Will the drawbacks of size outweigh the advantages of synergies in mega-mergers? Concentration into a few specialities is the key to success, says Robert Heller.
As corporations become increasingly swollen through larger and larger mergers and acquisitions (M&As), up-and-coming managers will find that they have to make the best of this inheritance.
Pharmaceutical managers will have one of the fattest bequests - $100 billion of acquisitions in the past decade, alone. And, if history is any guide, they will also inherit fat problems. Yet, the aggrandising magnates at key pharmaceutical companies such as SmithKline Beecham, Glaxo and Novartis would argue that history is bunk and that, this time round, the unstoppable M&A machine has been driven not by diversification but by strategic focus. The same argument could be applied not just to drugs but across the financial and industrial board.
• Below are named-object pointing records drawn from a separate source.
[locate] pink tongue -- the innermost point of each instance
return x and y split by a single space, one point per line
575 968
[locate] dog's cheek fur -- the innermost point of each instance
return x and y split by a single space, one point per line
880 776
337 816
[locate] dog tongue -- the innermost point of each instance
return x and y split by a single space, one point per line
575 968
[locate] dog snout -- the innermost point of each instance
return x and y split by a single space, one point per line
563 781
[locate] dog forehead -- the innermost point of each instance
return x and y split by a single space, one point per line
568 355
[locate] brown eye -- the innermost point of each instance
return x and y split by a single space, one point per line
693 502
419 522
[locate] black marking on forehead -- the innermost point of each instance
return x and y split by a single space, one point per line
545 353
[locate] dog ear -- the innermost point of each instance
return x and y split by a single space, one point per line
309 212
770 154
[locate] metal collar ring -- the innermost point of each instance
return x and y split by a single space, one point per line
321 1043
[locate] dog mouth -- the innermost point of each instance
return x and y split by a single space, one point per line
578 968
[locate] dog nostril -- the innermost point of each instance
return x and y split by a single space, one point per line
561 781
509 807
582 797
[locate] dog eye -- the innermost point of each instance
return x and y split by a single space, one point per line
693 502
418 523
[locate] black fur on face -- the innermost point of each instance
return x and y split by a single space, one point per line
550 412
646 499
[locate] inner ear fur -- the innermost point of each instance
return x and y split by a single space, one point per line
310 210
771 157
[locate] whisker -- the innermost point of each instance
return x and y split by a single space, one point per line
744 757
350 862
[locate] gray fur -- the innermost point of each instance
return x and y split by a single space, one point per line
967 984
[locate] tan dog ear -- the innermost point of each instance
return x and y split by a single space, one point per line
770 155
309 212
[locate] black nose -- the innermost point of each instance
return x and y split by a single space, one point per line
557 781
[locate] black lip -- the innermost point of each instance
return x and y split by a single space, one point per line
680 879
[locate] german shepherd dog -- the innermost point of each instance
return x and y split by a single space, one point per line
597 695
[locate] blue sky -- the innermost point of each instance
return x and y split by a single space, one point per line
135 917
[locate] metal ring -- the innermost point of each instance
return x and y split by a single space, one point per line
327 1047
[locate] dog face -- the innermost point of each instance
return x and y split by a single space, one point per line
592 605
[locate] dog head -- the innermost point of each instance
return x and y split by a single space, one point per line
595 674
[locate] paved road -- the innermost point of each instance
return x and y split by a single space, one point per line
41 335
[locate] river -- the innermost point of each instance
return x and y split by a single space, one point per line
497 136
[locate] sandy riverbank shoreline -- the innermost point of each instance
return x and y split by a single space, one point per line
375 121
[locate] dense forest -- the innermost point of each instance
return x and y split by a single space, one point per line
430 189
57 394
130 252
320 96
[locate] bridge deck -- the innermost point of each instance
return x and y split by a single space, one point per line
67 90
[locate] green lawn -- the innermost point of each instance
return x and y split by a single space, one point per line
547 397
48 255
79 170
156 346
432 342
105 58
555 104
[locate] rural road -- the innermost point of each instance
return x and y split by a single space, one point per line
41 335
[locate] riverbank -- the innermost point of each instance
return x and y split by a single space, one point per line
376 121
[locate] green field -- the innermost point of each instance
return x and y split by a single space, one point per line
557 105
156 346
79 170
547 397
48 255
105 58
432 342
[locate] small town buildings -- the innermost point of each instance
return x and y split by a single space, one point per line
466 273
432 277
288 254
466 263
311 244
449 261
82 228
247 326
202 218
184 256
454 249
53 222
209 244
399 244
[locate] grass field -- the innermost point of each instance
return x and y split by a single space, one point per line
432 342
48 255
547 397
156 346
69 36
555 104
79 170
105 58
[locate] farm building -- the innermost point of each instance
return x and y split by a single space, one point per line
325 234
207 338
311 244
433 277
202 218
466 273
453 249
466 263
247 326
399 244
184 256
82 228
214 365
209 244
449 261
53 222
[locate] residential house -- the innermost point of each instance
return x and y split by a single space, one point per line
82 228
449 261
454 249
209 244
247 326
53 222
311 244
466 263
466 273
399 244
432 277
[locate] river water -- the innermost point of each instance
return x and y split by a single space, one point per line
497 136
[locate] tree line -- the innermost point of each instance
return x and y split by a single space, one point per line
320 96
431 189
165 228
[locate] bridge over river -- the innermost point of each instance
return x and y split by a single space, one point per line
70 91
It follows then that if strategic focus is the driving factor in modern acquisitions, the resultant mega-group will be off to a flying start because it combines like with like, rather than being hampered with the management of unfamiliar businesses. And, in the modern scenario, it is better to merge or acquire than stand pat. As global and regional markets coalesce round a few dominant super-players, it is argued, unless you achieve dominance, meaning first or second place, you will be crushed by the occupants of those top positions - or so the reasoning goes.
M&As enable you to combine two pieces of management magic: scale and focus. There's nothing new in this idea. It has long been clear that most markets support only three profitable players: number one, number two and one specialist. But, in pursuing the modern merger or acquisition, lessons can be drawn from looking at the best and worst US acquisitions of the 1980s. The bad buyers acquired entire companies larger than their own. The good guys typically bought smaller businesses, mostly parts of other groups. If they purchased a whole corporation, they swiftly sold everything save the piece or pieces needed for their strategic jigsaw. The winners thus demonstrated clear-cut strategic purpose, the losers fuzzy thinking.
This lack of clarity explains why most failed, fatally, to seize full management control of their acquisitions. Doing so was harder, in any event, because of the far greater relative size of these acquired companies.
This raises a question mark over the present surge of multi-billion dollar deals. The managements will have to cope with much-bloated corpocracies.
So, will the drawbacks of size outweigh the synergies?
Perhaps. Looking into the pharmaceutical buying spree, consultants A T Kearney have found that acquisitive drug companies mostly produced poorer results than non-acquirers. The latter trailed between 1967 and 1992 but then forged upwards as the big buyers notably slipped. In 1996, the 'economic return' of these companies was half that of the non-acquirers.
But the hurdle over which mega-buyers often fail to stride is the huge premiums that many pay for baubles such as financial and media companies.
These make it very difficult for post-acquisition profits to clear the cost of the lavished billions in capital. The idea of 'economic value added', in which economic earnings are related to cost of capital, including equity, is a fashionable one. So long as the EVA stays negative, capital is being consumed. There's a strong correlation between this conspicuous consumption and a lagging share price value.
Such diversification is not always a blessing. The mega-merger is not always at an advantage in changing, fragmenting markets as overall market position does not always add up to the greatest profitability. Chrysler is third in the US car market but far more profitable than the two leaders, partly because it dominates the mini-van segment. Equally, in the pharmaceuticals sector, Astra was the second most profitable drug company in 1996, because of its leading position in asthma and digestive therapies. And Goldman Sachs has been lording it over the global M&A business despite its overall lack of mega-clout.
Even in segments, size need not equate with profits. One Siemens executive told the Wall Street Journal that his group had 'some businesses in which we are number three or number four and are making money. And we have some businesses in which we are number one and aren't making any money'. That may prove nothing except that some Siemens businesses are managed better than others.
A T Kearney's low-acquiring, high-earning stars followed a management formula of universal excellence. The key word is neither focus nor scale, but concentration. The aces have concentrated on very few specialities, such as marketing to the best consumer goods standards; core competencies; outsourcing heavily elsewhere; and intensive improvements in the R&D process.
The bigger and broader the scale, the tougher it is for managements to concentrate. The aggrandised giants could sub-divide into autonomous units, to bring concentrated marketing and innovation to their own segments. That might well work. But, then, why merge in the first place?
Robert Heller was founding editor of Management Today.